Monica Napoleoni, the Squadra Mobile’s chief homicide investigator, came out with the choicest lines. She called Mara and Sara
cretine
(idiots) and
vipere
(snakes). Once, when Mara was on the line to my father’s sister, Dora, Napoleoni jotted down,
Fanno le stronze come al solito.
They’re doing their usual bitch act. Napoleoni’s sidekick Lorena Zugarini also got into the swing of things, reacting to one conversation about Mignini and how crazy he seemed to be by writing, all in upper case: “LAUGH AWAY—HE WHO LAUGHS LAST LAUGHS LONGEST.”

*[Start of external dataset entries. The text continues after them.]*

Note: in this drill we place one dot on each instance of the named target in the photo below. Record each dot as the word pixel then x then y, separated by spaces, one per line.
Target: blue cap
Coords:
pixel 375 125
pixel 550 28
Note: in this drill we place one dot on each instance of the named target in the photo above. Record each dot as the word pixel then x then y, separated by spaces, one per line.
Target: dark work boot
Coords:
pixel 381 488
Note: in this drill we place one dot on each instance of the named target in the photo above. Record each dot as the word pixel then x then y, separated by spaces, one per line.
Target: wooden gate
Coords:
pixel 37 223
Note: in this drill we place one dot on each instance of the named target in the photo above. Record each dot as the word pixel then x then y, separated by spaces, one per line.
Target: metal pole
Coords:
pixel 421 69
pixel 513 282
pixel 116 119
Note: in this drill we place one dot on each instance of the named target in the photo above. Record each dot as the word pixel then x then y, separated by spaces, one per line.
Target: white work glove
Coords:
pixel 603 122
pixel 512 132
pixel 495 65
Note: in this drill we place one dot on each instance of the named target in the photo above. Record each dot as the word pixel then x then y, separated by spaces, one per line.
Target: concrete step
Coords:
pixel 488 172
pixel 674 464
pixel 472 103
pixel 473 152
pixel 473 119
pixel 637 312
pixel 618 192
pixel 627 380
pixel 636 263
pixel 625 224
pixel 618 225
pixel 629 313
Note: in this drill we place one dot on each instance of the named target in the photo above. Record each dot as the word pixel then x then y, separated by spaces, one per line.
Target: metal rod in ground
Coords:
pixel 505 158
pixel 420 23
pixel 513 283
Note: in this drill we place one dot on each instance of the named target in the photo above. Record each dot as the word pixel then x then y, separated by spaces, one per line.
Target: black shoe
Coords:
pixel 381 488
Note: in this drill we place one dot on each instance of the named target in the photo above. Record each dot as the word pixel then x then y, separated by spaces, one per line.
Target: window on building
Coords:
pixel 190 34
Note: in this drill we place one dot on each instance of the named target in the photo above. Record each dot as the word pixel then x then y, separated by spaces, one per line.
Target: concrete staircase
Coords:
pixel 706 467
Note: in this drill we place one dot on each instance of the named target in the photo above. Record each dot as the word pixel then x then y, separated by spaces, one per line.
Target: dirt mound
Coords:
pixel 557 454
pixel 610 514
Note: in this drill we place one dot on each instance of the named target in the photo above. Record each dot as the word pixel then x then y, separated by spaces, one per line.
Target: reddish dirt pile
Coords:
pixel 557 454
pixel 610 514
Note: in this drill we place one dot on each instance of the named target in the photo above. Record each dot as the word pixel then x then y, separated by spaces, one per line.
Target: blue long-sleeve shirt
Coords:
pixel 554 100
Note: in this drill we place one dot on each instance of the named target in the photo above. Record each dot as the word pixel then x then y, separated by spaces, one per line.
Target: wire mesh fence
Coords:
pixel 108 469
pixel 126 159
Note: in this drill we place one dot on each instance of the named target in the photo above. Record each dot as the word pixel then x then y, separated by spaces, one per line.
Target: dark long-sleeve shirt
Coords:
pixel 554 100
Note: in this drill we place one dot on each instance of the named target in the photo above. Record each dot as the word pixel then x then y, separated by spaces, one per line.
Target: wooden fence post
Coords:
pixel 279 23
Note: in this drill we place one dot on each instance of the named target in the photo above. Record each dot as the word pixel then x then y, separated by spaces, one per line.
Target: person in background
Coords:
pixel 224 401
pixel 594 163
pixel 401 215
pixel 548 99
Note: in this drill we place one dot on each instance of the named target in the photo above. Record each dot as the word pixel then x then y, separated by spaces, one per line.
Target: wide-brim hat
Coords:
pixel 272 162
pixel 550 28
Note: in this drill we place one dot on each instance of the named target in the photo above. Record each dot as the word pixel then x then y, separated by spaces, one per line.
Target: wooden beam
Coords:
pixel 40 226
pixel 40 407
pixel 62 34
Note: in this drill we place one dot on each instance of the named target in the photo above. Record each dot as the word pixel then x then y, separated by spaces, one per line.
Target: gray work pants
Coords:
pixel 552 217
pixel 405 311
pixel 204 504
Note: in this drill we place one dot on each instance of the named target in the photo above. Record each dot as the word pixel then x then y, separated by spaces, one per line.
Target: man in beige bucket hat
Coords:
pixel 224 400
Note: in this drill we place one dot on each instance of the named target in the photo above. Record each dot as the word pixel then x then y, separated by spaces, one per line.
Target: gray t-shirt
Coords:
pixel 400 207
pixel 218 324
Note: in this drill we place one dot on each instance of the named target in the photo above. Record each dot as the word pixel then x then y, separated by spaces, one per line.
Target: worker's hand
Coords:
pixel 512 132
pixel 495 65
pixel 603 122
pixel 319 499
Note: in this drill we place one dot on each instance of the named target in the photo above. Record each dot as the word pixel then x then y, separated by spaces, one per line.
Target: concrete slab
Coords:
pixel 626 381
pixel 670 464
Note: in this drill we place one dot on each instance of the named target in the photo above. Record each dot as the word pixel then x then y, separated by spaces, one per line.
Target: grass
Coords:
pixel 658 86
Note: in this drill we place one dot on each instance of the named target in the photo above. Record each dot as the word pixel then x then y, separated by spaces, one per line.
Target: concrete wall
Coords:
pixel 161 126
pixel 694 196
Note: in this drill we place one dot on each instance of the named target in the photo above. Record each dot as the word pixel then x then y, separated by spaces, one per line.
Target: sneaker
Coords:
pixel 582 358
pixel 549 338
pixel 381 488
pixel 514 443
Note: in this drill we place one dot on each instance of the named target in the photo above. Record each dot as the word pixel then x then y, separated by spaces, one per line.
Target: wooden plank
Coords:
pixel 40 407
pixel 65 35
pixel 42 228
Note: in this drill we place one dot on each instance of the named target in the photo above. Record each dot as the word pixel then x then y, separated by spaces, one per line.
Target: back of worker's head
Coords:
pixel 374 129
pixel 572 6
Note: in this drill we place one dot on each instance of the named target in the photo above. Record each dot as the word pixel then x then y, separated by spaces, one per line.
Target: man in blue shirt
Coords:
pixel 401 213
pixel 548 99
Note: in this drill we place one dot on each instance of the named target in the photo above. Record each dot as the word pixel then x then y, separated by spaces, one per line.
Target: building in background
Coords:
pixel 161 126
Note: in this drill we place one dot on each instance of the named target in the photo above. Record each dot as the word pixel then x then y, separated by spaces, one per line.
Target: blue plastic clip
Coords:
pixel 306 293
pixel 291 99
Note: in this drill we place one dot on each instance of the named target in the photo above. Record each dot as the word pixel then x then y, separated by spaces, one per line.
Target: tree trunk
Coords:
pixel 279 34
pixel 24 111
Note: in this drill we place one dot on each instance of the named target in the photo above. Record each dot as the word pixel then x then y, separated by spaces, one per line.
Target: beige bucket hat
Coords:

Some things in the wiretaps had been twisted to the point of absurdity. The story about us hiring Mafia thugs was derived from a house call my father made in the old “casbah” of central Bari. Since it was a rough neighborhood, he didn’t want to leave his car unattended, so he asked Sara, who was riding with him, to stay put while he visited his patient. Sara killed time by calling her husband. In the version later fed to the newspapers, Sara supposedly told Giuseppe she was acting as lookout while my father went in to cut a deal with a local Mafia boss. But of course, as the transcripts showed, she said nothing of the kind.
It was galling enough that my family’s phones were tapped at all. They were not suspected of any major crimes, the benchmark for ordering wiretaps under Italian law. So why were they being monitored? We never did get an adequate explanation. In the first of many authorization letters that Domenico Giacinto Profazio, the Squadra Mobile chief, addressed to Mignini, he hinted that my father was trying to tamper with the evidence. What he wrote, though, was not that explicit. “Raffaele Sollecito’s father is taking steps to lighten the
evidentiary burden against his son,” he charged, “in such a way as to compromise the outcome of the prosecution at hand.”